永田町きっての「MMT推進派」西田昌司参院議員が提言!

 4月3日、政府は新型コロナウイルスの感染拡大の影響で、収入が5割程度下がるなど急減した世帯や住民税非課税世帯に限って、一世帯につき30万円を現金給付することを決めた。対象は全国5300万世帯のうち約1000万世帯。支給総額は3兆円規模になるという。

リーマン・ショック時を上回るかつてない規模の対策を行っていく」

 安倍晋三首相がこう話すように、リーマン・ショック時の15兆4000億円をしのぐ20兆円規模の財政出動となる。米国がGDPの1割に相当する2兆ドル(約220兆円)の経済対策をまとめ、欧州各国も「カネに糸目をつけない」異例の対策を次々と打ち出しているが、日本も足並みを揃えた格好だ。

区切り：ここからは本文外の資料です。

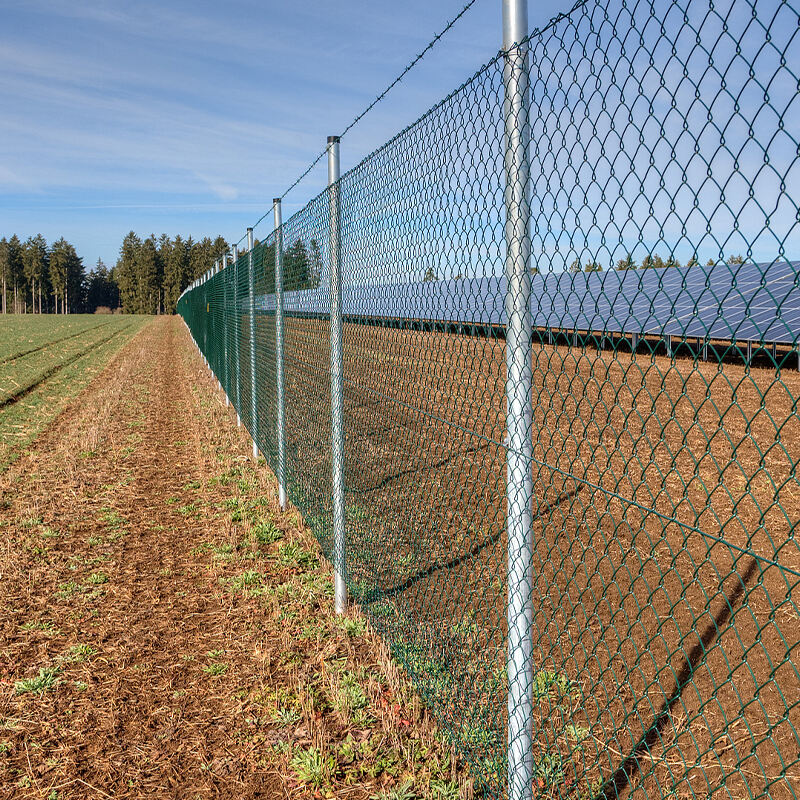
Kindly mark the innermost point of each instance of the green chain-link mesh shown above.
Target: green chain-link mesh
(666, 438)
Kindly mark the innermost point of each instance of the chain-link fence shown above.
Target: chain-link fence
(570, 317)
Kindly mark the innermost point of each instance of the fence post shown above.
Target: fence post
(225, 328)
(337, 389)
(519, 411)
(253, 405)
(279, 379)
(237, 316)
(217, 372)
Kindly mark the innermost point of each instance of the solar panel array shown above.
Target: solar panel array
(759, 303)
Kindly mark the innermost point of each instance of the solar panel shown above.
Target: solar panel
(748, 302)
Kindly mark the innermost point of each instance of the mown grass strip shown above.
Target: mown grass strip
(28, 387)
(22, 353)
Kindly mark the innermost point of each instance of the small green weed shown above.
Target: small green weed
(312, 767)
(352, 626)
(403, 791)
(77, 654)
(291, 554)
(45, 626)
(445, 790)
(46, 679)
(66, 590)
(546, 681)
(267, 532)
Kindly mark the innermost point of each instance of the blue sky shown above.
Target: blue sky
(188, 117)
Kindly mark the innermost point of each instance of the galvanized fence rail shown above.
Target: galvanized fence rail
(556, 467)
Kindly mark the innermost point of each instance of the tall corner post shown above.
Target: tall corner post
(519, 410)
(252, 289)
(279, 375)
(226, 370)
(337, 370)
(237, 332)
(215, 294)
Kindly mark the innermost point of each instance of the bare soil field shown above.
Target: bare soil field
(167, 632)
(665, 561)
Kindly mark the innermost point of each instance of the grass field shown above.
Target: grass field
(167, 632)
(44, 361)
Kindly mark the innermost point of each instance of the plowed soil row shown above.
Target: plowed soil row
(166, 631)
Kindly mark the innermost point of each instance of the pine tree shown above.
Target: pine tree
(35, 258)
(295, 267)
(16, 271)
(101, 291)
(4, 270)
(59, 256)
(147, 268)
(125, 272)
(176, 273)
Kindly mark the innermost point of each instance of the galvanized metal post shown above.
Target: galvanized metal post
(237, 318)
(279, 378)
(216, 354)
(519, 409)
(253, 404)
(225, 329)
(337, 386)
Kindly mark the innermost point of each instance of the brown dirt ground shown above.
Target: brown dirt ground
(665, 562)
(185, 624)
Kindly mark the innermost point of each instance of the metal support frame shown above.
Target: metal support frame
(216, 373)
(519, 410)
(252, 289)
(237, 322)
(337, 385)
(279, 376)
(225, 329)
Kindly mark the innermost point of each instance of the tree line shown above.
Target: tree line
(150, 274)
(648, 262)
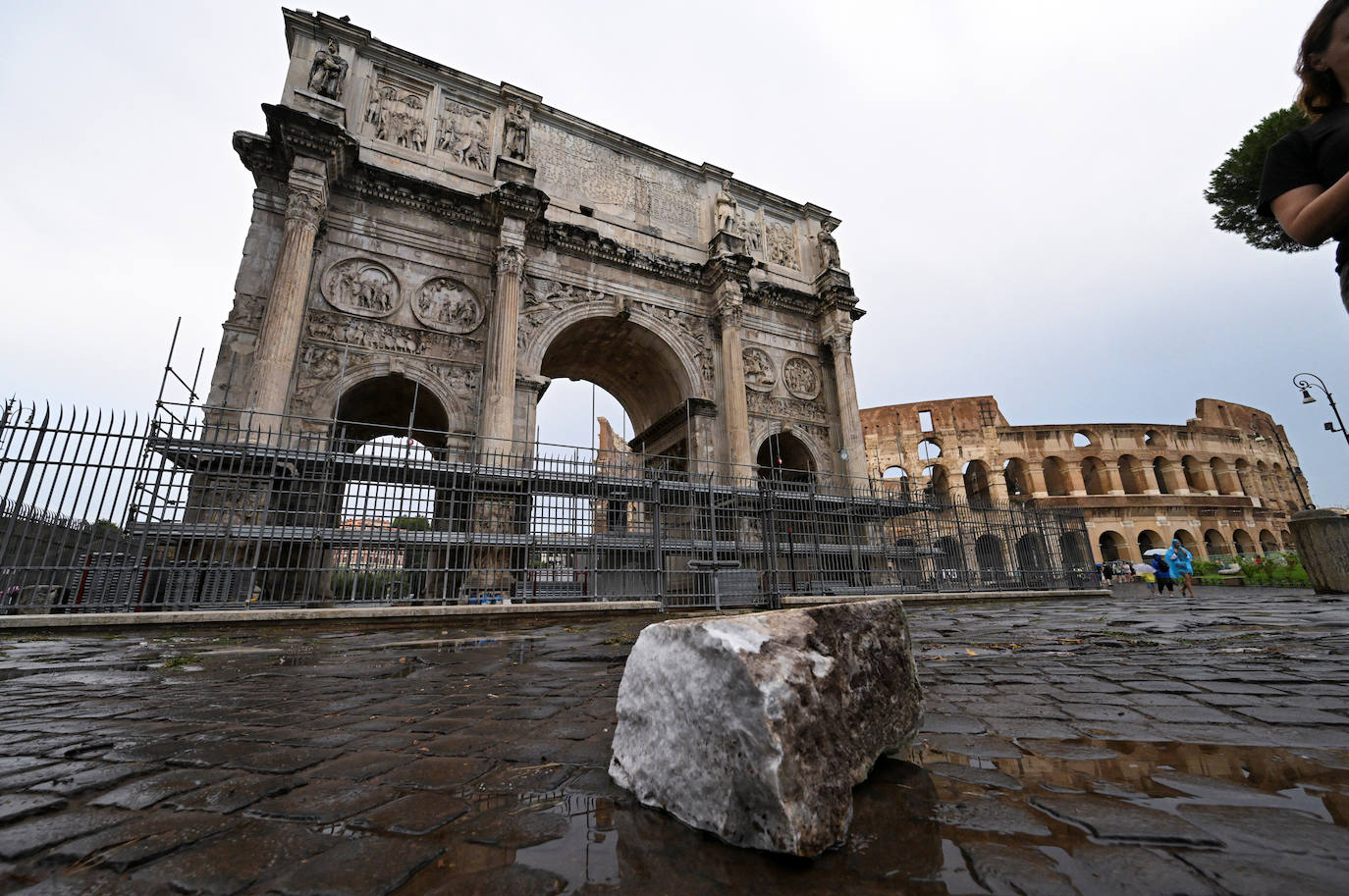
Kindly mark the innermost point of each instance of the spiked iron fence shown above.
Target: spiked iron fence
(180, 510)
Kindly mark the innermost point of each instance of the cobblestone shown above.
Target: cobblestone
(1100, 747)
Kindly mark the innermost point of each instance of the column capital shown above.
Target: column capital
(306, 207)
(511, 259)
(513, 200)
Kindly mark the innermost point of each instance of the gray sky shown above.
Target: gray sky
(1020, 184)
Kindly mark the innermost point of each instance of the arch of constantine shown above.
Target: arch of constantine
(432, 247)
(1223, 483)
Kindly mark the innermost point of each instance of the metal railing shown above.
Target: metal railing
(191, 509)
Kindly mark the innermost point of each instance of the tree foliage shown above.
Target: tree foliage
(1234, 185)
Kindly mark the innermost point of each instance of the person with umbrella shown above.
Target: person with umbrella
(1161, 569)
(1150, 575)
(1182, 565)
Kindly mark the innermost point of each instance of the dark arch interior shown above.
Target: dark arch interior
(385, 405)
(626, 360)
(783, 456)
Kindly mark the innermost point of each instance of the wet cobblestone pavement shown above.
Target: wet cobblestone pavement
(1124, 745)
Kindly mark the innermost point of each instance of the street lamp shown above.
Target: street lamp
(1292, 471)
(1303, 382)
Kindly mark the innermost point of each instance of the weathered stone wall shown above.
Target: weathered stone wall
(1322, 539)
(415, 223)
(1211, 482)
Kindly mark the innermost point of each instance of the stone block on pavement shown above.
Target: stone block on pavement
(757, 727)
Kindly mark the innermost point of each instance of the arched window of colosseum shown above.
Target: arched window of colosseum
(1159, 472)
(1016, 475)
(1055, 479)
(896, 479)
(1111, 547)
(1073, 550)
(989, 554)
(1221, 477)
(1093, 477)
(977, 489)
(938, 485)
(930, 449)
(1131, 475)
(1186, 542)
(1193, 474)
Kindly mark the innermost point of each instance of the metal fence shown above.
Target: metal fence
(180, 510)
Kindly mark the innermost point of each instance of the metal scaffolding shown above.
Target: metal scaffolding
(183, 510)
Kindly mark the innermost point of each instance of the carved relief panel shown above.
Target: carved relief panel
(800, 378)
(448, 305)
(752, 229)
(360, 287)
(758, 370)
(464, 133)
(782, 243)
(396, 112)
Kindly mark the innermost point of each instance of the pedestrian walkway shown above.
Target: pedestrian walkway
(1105, 745)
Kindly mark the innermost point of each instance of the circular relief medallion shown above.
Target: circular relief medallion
(800, 378)
(448, 305)
(361, 287)
(758, 370)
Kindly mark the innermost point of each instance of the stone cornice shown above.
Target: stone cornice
(295, 132)
(674, 418)
(583, 241)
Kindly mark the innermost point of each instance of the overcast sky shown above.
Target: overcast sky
(1020, 185)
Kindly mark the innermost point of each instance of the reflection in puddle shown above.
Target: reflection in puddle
(587, 853)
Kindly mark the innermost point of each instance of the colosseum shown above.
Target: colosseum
(1222, 483)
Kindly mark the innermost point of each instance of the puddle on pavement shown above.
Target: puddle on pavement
(1043, 814)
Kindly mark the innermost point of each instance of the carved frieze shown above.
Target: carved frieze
(464, 132)
(782, 244)
(758, 369)
(800, 378)
(386, 338)
(764, 405)
(545, 298)
(360, 287)
(448, 305)
(328, 72)
(749, 226)
(460, 381)
(397, 112)
(695, 334)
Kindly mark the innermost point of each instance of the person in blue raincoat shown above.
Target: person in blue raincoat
(1182, 565)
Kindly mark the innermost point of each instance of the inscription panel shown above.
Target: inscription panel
(595, 175)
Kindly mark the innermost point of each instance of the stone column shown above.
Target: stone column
(730, 313)
(498, 418)
(1035, 472)
(850, 418)
(1150, 479)
(1073, 472)
(306, 198)
(1110, 474)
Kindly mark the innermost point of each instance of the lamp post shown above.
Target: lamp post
(1305, 384)
(1292, 471)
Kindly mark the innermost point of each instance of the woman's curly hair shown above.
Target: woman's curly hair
(1321, 90)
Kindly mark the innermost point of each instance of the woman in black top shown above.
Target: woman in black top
(1305, 183)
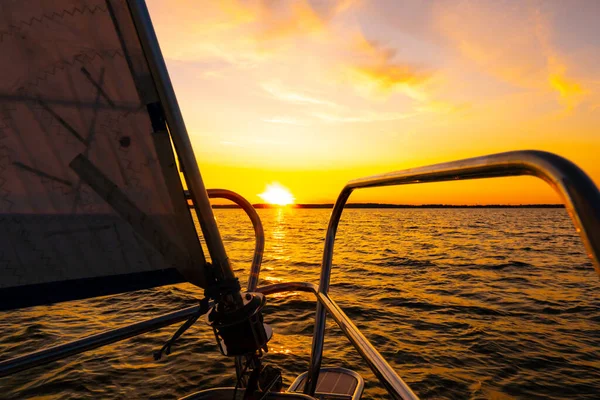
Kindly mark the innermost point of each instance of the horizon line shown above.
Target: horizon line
(387, 205)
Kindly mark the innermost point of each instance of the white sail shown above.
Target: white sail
(90, 199)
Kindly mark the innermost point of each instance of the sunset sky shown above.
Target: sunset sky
(311, 94)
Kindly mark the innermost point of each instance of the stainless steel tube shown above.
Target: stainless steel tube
(259, 233)
(180, 138)
(577, 190)
(54, 353)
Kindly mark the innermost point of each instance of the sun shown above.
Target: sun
(277, 194)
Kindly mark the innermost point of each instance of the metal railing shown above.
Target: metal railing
(259, 233)
(58, 352)
(578, 192)
(580, 195)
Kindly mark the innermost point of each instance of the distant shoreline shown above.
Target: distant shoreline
(381, 205)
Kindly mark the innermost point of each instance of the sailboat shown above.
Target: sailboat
(96, 171)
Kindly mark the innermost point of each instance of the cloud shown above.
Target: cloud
(377, 66)
(513, 44)
(285, 120)
(278, 91)
(363, 117)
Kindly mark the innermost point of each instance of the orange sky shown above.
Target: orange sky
(311, 94)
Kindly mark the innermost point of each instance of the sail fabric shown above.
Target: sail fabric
(86, 168)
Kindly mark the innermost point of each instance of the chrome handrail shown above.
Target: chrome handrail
(47, 355)
(259, 233)
(577, 190)
(374, 359)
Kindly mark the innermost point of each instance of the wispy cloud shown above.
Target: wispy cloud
(278, 91)
(379, 66)
(285, 121)
(514, 45)
(363, 117)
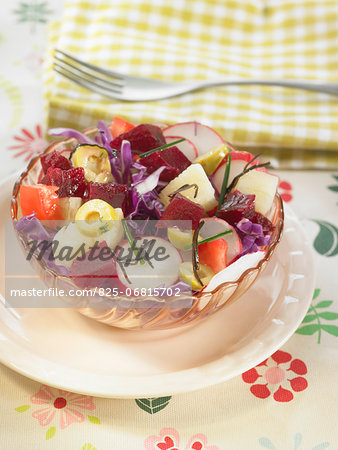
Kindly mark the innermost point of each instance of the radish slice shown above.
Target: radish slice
(239, 160)
(202, 137)
(213, 226)
(235, 270)
(187, 147)
(165, 260)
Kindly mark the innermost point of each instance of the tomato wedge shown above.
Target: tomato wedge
(214, 254)
(42, 200)
(119, 126)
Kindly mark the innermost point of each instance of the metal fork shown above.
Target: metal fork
(138, 89)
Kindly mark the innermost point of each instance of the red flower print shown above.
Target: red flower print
(199, 442)
(169, 439)
(285, 188)
(66, 405)
(279, 374)
(29, 143)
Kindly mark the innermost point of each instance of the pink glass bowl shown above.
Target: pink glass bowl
(163, 313)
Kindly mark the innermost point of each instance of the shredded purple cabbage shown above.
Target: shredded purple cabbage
(144, 200)
(105, 136)
(252, 236)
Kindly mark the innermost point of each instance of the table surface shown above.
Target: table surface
(246, 412)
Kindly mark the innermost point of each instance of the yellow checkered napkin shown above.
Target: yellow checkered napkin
(206, 39)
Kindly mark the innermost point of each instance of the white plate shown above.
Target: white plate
(62, 348)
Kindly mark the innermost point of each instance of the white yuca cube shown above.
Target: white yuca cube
(69, 242)
(262, 185)
(193, 174)
(115, 233)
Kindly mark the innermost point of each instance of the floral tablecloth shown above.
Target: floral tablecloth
(289, 401)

 コロナ禍で世界経済が収縮し続けるなか、“救世主”として再び注目を集めているのがMMTModernMonetary Theory=現代貨幣理論)だ。’19年に米国で一大論争を巻き起こした経済学説で、一言で言えば「自国通貨の発行権を持つ国がいくら借金しても(自国通貨建ての国債を発行しても)、財政破綻することはない。だから、インフレにならない限り税金や保険料を上げずともすべてを借金で賄える」という主張だが、主流派経済学者は「トンデモ学説」と批判するなど、賛否が分かれている。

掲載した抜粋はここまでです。